50 artı 1’i kuşatmanın zorluğu
Bir seçim kampanyası yürütüp yüzde 50 artı 1’i bulmak, “Türkiye ortalaması”nı bulmak demektir.
Şehirler farklıdır, eğer “hemşehri harekatı” yapmayı önemli buluyorsanız “Trabzonlu”yu kazanmak için söylem üretip Diyarbakırlıyı kaybetmek mümkündür.
Etnik kökenler farklıdır, eğer bir etnik kökeni kazanmayı hedeflemişseniz.
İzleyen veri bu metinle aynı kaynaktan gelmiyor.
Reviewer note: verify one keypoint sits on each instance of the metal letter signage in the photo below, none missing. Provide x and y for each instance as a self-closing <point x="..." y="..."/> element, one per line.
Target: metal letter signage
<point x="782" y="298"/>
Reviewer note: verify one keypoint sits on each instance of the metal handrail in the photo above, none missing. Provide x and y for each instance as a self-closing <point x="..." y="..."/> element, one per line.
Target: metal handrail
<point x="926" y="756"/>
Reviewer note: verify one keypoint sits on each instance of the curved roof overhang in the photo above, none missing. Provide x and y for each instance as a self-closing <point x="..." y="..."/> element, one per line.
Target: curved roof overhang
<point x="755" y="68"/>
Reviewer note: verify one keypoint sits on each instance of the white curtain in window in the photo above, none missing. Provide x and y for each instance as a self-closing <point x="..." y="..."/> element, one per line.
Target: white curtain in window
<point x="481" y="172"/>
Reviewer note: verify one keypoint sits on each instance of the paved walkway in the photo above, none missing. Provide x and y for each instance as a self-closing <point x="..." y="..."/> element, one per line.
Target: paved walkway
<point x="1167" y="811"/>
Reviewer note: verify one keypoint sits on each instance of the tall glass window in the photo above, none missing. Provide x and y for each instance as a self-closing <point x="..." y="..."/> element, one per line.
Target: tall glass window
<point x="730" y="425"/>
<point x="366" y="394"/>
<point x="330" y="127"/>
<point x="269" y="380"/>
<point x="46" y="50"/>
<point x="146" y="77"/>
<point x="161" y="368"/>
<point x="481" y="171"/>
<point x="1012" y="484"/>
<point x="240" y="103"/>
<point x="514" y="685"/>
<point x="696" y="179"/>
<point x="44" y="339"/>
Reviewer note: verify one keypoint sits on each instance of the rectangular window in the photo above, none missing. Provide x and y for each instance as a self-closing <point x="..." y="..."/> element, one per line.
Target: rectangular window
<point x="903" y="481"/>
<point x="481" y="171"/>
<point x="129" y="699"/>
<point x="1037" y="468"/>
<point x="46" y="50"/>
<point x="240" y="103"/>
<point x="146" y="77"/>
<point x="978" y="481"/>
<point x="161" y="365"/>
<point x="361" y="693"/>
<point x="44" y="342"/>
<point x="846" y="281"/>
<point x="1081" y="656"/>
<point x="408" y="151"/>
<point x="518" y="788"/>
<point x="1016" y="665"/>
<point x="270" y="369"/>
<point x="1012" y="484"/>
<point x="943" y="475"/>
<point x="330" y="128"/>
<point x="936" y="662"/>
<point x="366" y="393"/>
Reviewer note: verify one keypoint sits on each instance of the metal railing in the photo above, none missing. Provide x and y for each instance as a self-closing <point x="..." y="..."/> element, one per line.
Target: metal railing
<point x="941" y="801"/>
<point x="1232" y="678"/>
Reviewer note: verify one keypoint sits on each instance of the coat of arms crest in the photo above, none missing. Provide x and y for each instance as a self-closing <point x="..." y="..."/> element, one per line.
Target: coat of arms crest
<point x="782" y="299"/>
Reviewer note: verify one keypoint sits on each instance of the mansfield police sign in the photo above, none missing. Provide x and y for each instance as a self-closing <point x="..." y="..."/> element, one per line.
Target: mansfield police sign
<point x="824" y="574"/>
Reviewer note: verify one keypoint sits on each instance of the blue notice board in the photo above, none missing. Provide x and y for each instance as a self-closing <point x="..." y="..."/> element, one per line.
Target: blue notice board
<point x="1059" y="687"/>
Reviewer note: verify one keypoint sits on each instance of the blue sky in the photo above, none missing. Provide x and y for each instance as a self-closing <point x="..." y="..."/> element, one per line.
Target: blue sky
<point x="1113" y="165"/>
Hatta bir etnik köken içinde bile farklılaşmalar söz konusudur.
Mezhepler farklıdır, dilinizde veya durduğunuz yerde mezhep tınısı varsa.
Dinler farklıdır hatta, din, söyleminizin ana omurgasını oluşturuyor, farklı din mensuplarına aykırı bir pozisyon alıyorsanız.
Aynı din içindeki duyarlılıklar farklıdır hatta. Ilımlısından radikaline kadar çok geniş bir yelpaze söz konusudur.
Milliyetçilik, söyleminizin ana omurgası ise orada da hem etnik farklılaşmayı dikkate almak zorundasınız hem de milliyetçilik dozunun kimi nasıl etkileyeceğini dikkate almak zorundasınız.
Biz, yazarlar da ifadelerimizde buna dikkat ederiz. Konferans verdiğimizde de karşımızdaki kitlenin çeşitliliğini dikkate alır, sözlerimizin kimseyi yaralamamasına itina ederiz.